People claim to be shocked that the Bush Justice Department, making a mockery of the Constitution, issued a secret opinion authorizing torture despite instructions by Congress and the courts that the practice should stop. But remember Iran-Contra? The Reagan administration secretly sold weapons to Iran, violating a legal embargo, and used the proceeds to support the Nicaraguan contras, defying an explicit Congressional ban on such support.
Oh, and if you think Iran-Contra was a rogue operation, rather than something done with the full knowledge and approval of people at the top — who were then protected by a careful cover-up, including convenient presidential pardons — I’ve got a letter from Niger you might want to buy.
People claim to be shocked at the Bush administration’s efforts to disenfranchise minority groups, under the pretense of combating voting fraud. But Reagan opposed the Voting Rights Act, and as late as 1980 he described it as “humiliating to the South.”

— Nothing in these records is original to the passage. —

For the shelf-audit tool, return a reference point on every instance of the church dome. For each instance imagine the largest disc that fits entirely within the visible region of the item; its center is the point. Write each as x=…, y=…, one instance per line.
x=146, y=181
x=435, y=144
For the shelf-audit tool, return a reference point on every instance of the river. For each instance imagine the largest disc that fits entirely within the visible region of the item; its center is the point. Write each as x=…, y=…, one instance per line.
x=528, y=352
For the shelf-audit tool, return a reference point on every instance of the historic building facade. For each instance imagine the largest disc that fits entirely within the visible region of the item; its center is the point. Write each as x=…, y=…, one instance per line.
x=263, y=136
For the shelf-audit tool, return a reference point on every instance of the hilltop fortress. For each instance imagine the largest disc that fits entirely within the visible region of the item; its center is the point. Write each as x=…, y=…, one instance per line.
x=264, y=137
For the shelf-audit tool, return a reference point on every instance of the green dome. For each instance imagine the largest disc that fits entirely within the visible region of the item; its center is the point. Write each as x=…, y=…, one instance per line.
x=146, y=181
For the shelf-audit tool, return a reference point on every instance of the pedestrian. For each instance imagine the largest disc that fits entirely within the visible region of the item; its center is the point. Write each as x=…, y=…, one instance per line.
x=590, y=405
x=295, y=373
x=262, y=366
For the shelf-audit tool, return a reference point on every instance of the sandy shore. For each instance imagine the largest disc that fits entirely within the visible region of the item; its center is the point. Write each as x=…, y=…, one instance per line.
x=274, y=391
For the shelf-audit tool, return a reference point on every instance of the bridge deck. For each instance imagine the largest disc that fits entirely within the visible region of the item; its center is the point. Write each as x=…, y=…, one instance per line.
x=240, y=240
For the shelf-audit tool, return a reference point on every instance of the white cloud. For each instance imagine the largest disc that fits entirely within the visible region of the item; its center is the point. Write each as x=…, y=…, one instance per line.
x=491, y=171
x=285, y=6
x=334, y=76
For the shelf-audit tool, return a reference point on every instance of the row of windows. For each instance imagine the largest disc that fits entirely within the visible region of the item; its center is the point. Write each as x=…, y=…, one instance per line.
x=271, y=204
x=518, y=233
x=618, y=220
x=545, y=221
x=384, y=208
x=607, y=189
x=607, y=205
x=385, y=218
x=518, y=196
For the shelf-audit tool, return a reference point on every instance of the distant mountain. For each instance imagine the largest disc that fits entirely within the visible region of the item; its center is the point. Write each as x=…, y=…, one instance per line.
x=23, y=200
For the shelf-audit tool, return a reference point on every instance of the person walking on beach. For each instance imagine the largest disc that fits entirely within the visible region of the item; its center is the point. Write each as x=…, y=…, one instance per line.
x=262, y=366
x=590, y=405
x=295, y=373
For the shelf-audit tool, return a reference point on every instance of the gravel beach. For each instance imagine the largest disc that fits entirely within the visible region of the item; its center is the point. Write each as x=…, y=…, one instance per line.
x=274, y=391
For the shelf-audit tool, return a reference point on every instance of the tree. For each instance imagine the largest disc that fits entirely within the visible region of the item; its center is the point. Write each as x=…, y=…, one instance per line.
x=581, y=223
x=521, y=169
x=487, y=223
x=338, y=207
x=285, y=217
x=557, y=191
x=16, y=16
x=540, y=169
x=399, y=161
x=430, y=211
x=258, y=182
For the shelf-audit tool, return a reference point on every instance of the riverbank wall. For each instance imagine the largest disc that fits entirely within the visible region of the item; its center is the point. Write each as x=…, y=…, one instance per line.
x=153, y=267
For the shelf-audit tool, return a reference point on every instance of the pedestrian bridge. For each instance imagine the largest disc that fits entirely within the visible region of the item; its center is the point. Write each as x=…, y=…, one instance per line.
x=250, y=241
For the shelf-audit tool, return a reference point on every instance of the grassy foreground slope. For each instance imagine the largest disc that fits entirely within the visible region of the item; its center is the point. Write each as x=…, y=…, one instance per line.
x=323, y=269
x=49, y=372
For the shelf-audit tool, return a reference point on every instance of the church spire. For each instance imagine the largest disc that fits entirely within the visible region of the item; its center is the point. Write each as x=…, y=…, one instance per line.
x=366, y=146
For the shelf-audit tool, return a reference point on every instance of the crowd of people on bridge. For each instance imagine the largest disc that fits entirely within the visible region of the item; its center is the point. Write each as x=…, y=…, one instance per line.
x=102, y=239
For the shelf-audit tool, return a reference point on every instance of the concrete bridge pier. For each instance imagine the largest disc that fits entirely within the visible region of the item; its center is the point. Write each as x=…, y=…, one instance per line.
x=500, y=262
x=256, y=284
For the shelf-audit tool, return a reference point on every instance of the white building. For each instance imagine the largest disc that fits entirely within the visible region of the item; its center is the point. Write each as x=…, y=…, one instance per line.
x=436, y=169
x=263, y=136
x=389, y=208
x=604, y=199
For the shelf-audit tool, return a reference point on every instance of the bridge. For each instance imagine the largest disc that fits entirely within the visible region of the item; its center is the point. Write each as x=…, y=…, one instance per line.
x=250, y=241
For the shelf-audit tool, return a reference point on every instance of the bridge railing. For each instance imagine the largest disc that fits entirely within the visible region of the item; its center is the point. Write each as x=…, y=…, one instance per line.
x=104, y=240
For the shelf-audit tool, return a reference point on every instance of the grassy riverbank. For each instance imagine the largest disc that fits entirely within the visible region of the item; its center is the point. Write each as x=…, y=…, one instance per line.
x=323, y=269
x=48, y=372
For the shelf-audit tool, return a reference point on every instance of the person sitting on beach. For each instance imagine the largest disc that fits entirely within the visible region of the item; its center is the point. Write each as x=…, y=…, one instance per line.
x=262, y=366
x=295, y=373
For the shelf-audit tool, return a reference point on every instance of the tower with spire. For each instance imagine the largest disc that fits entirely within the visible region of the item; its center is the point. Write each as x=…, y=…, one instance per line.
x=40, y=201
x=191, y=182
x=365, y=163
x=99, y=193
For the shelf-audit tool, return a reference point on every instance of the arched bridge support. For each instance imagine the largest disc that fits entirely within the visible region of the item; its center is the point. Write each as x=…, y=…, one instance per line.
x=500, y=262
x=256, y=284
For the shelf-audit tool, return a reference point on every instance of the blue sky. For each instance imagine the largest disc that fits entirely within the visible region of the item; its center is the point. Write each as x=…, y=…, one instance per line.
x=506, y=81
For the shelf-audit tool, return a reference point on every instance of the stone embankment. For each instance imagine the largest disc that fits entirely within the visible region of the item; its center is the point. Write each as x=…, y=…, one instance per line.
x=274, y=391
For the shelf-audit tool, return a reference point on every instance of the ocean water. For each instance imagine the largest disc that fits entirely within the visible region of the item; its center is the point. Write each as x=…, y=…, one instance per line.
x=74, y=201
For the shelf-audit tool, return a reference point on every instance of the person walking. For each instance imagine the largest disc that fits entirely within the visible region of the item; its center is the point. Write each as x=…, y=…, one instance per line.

People claim to be shocked at the Bush administration’s attempts — which, for a time, were all too successful — to intimidate the press. But this administration’s media tactics, and to a large extent the people implementing those tactics, come straight out of the Nixon administration. Dick Cheney wanted to search Seymour Hersh’s apartment, not last week, but in 1975. Roger Ailes, the president of Fox News, was Nixon’s media adviser.
People claim to be shocked at the Bush administration’s attempts to equate dissent with treason. But Goldwater — who, like Reagan, has been reinvented as an icon of conservative purity but was a much less attractive figure in real life — staunchly supported Joseph McCarthy, and was one of only 22 senators who voted against a motion censuring the demagogue.
Above all, people claim to be shocked by the Bush administration’s authoritarianism, its disdain for the rule of law. But a full half-century has passed since The National Review proclaimed that “the White community in the South is entitled to take such measures as are necessary to prevail,” and dismissed as irrelevant objections that might be raised after “consulting a catalogue of the rights of American citizens, born Equal” — presumably a reference to the document known as the Constitution of the United States.
Now, as they survey the wreckage of their cause, conservatives may ask themselves: “Well, how did we get here?” They may tell themselves: “This is not my beautiful Right.” They may ask themselves: “My God, what have we done?”
But their movement is the same as it ever was. And Mr. Bush is movement conservatism’s true, loyal heir.